250 Frederick Wicks was four weeks shy of the minimum enlistment age of 19 and just to make sure he would not be rejected he had a letter from his father giving consent to enlist. Fred was a young carpenter born in “Jaspers Brush” Berry NSW and living with his father in Ryde NSW.
Frederick came from a large family of 6 sisters and 4 brothers – His mother Annie Eva Wicks ( nee Miller) had died only 6 months before he enlisted, she was 56.
His father Thomas was a carter for the Ryde council and was proud to have both his son’s Fred and George (Sid) join the AIF.
His letters to his sister Eva, show a young man seemingly unaffected by the dangers of daily life at Anzac Cove.
He was “still going strong” and later describing being wounded by shrapnel as nothing serious and souveniring the pieces removed from his back and shoulder after the operation……. Such was the spirit of this young Anzac.
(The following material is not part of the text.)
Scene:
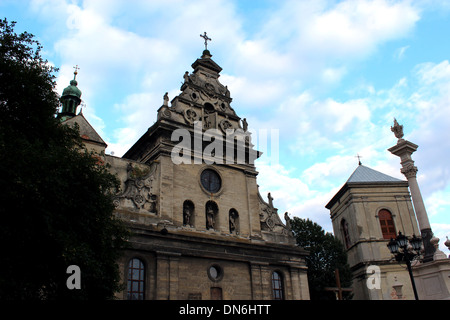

The following news article in The Cumberland Argus and Fruitgrowers Advocate , in August 1915 accompanied a picture of 250 Frederick Charles Wicks
SAPPER F. C. (FRED) WICKS.
This patriotic soldier is the youngest son of Mr. T. Wicks, of Glebe-street, Ryde, carter for the Ryde Council. He is 19 years of age and left with the Expeditionary Forces on December 22nd last. He is attached to the First Field Company of the Engineers.
Writing to his sister, Eva, from the Dardanelles on June 3rd, he says: —
“We had a pretty Warm reception on landing ashore at 4 a.m. on April 25th — bullets and shrapnel flying all round us. Have had three weeks here and still going strong. I have met Russel Thornton, Syd Adams, and H. Craig on the field, and also J.Luckett.”
His next communication, also to his sister, was from Gallipoli Peninsula, and was dated the 10th of June.
“Just a few lines….to let you know I am still in the land of the living and enjoying the best of health. . . . We had a pretty tough problem landing here on April. 25th, All troops were brought close to land on torpedo boats and then dumped into rowing craft. The enemy were not satisfied, with waiting for us to land but started pegging into us in the torpedo boats.
After getting into the ‘ pleasure boats’ (but not for pleasure) we started out for land with shrapnel and bullets flying all round the boats, but the Turks are very bad shots. As soon as the boats hit bottom we had to jump out, waist deep, and for our lives for cover. All this was done before 4 o’clock in the morning. I put in the whole day dodging about and having a shot where opportunity offered. Many times during the day, whilst under the cover of a bush, the Turks had their machine guns firing all around (about 200 to 300 bullets per minute). The bullets from the machine guns were cutting the tops off the bushes and spreading them all over me. Shells were also flying in all directions. Tho warships were out from shore about six miles, and they were giving the Turks some ‘hurry up.’
“To hear the battleships firing is just like one continuous roar of thunder…………All hands have got dug outs in tho side of a hill and it is very funny, when a shell comes over to so the men duck for those shelters just like a lot of rabbits scurrying to their burrows. Thrice have I and my mate had narrow escapes from shells, which were literally landing all round us. – One landed at the foot and another at the head of our dug out, while a third plumped right inside the dug out and blow everything to pieces. We were lucky enough to be out working at the time and I have been laid up this week with a bad foot. We were working on a barge and I trod on a piece of timber with a spike in it, the spike penetrating the bottom of my foot. It will be right again in a few days. About a fortnight ago I witnessed the sinking of one of our battleships.” (Just here the censor had a go.)
The next letter Fred wrote was from Cairo; and was dated July 3rd.
“Dear Father, Sisters, and Brothers,………..,……… no doubt you will be surprised on noticing the above address, to find that I am back in Egypt again. I happened to be on the unlucky side on June 19 by getting wounded on the right shoulder with a bit a shrapnel. I happened to be out working in the open, near a black smith’s forge, which was kicking up a devil of a noise when all of a sudden a shell burst in front of me. Of course I had no time to duck for cover. All of a sudden some thing seemed to catch me on the shoulder and down I went like a log.
I was lucky enough to be near a hospital and so was soon attended to. The bullet entered the front of my right shoulder and went down my back as far as the top of my trousers. It missed the collar bone and lung and did no serious damage. I had it in my back for two days and then went under an operation when it was extracted. I have it in my pocket now and am likely to stick to it. I am still in the hospital and likely to remain here for another week or two before returning to the scene of operations. Nothing broken, but have still got the stiffness in the arm and chest. It is wearing away tip top. Excuse scribble as arm is stiff and I’m in hurry to catch mail. Fred.”